D. フットドライブ + ドローインチューニング
- 軽重量で足の踏み込みを意識し、ドローインをキープしながらフットドライブで押す。これで下半身から上半身へ力を伝える感覚を養う。
E. ダンベルベンチへの応用
- ダンベルは不安定なので、ドローインと肩甲骨固定をより意識して行う。各腕の独立性をチェックできる。
4) キュー
- 「おへそを背骨に寄せてからラックアウト」
- 「肋骨を少し下げて胸は張る」
- 「腹を軽く張って足で床を押す」
- 「降ろしてもお腹のテンションを緩めない」
5) チェック方法
- 触診:指を下腹と横腹に置き、ドローイン時に硬さが出るか。
- 動画:横から見て胸のアーチ(過度でないか)、バーの経路が胸の中心に向かって垂直かを確認。
- 声チェック:ドローインしたまま短く声を出せるか(声が出る=完全に息止めていない)。
- 左右差:ダンベルで左右差が出ないか確認(出るなら筋力バランス調整)。
6) よくあるミスとその修正
- ミス:ドローインしすぎて胸郭が潰れる(力が逃げる) → 修正:胸は「張る」、肋骨は「下げる」イメージに分けて説明。胸郭全体を潰さないこと。
- ミス:息を長時間止めすぎ(持続的なバルサルバ) → 修正:高負荷時の短いブレイシングはOKだが、慢性的に止めない。持病がある人は医師相談。
- ミス:肩甲骨を寄せずに押して肩に頼る → 修正:セットアップで肩甲骨を寄せるドリル(リトラクション)を追加。
- ミス:足が浮く・フットドライブができていない → 修正:足位置を調整し、踏み込みのドリル(フットドライブ練習)を行う。
7) プログラミング例
- 週2回ベンチ:
- テクニック日(軽〜中負荷):5セット×5(ドローイン徹底、フォーム優先)
- 強度日(中〜重):4–6セット×1–3(ドローイン→必要に応じ短いブレイシング、セット間に呼吸を整える)
- 補助:プル系と肩周りの安定運動、プランクやパルスで腹横筋強化。
8) 進化系・応用
- テンポ法:2秒で降ろし、1秒ポーズ、爆発的に押す(ポーズ中ドローイン維持)。
- スピードワーク:軽め重量で素早く押す(ドローイン+即ブレイシングで出力向上)。
- スパットテクニック:高重量で短時間のブレイシングを用い、複数呼吸セットを避ける(ただし医療リスクある人は注意)。
- 片手ダンベルや不安定面:安定性の強化でドローインの効率を高める。
9) 安全上の注意
- 腹部ヘルニア、未治療の高血圧、心疾患がある方は医師に相談のこと。短時間のブレイシングは一般的に使われますがリスクがあります。

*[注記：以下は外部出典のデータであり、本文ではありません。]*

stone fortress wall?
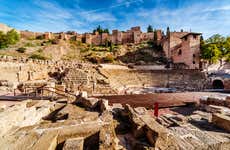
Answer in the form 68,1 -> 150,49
0,56 -> 210,94
21,27 -> 202,69
20,27 -> 163,45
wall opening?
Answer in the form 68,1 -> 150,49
212,80 -> 224,89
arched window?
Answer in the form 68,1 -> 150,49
178,49 -> 182,55
212,80 -> 224,89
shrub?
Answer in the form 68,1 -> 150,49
103,55 -> 114,63
25,43 -> 35,47
16,47 -> 26,53
0,30 -> 20,49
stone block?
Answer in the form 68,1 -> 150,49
76,97 -> 99,109
212,113 -> 230,131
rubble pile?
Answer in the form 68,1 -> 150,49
0,96 -> 230,150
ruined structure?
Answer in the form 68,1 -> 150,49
162,32 -> 202,69
21,27 -> 202,69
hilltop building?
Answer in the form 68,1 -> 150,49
21,26 -> 202,69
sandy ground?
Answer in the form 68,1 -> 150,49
95,92 -> 228,108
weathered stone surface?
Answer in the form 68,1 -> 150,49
63,138 -> 84,150
54,104 -> 99,122
76,97 -> 99,109
31,131 -> 58,150
212,113 -> 230,131
0,101 -> 55,136
125,105 -> 179,149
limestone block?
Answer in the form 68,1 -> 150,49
212,113 -> 230,131
31,132 -> 58,150
77,97 -> 99,109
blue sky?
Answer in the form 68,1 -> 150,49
0,0 -> 230,37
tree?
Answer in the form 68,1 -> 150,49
0,31 -> 8,49
206,34 -> 225,44
93,25 -> 109,34
153,29 -> 158,43
6,30 -> 19,45
0,30 -> 20,49
201,44 -> 221,63
166,27 -> 170,36
223,37 -> 230,62
147,25 -> 153,33
103,29 -> 109,34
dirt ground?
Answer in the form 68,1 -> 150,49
95,92 -> 226,109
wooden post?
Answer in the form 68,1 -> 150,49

- 妊娠中は腹圧・ポジションが変わるため主治医指示に従ってください。
- ドローインだけでなく、肩甲骨や胸郭のセットアップも同等に重要。重量を増やすときはフォーム最優先。
10) すぐ使える短いチェックリスト
- ベンチに寝たら肩甲骨を寄せる。
- 足で床を固定。
- 鼻で軽く吸い、口で軽く吐きながらおへそを背骨へ引く(ドローイン)。
- 腹部に少量空気を入れて腹圧を作る。
- バーをラックアウト→降ろす→押す(ドローイン維持)。
- ロックアウト後呼吸を整える。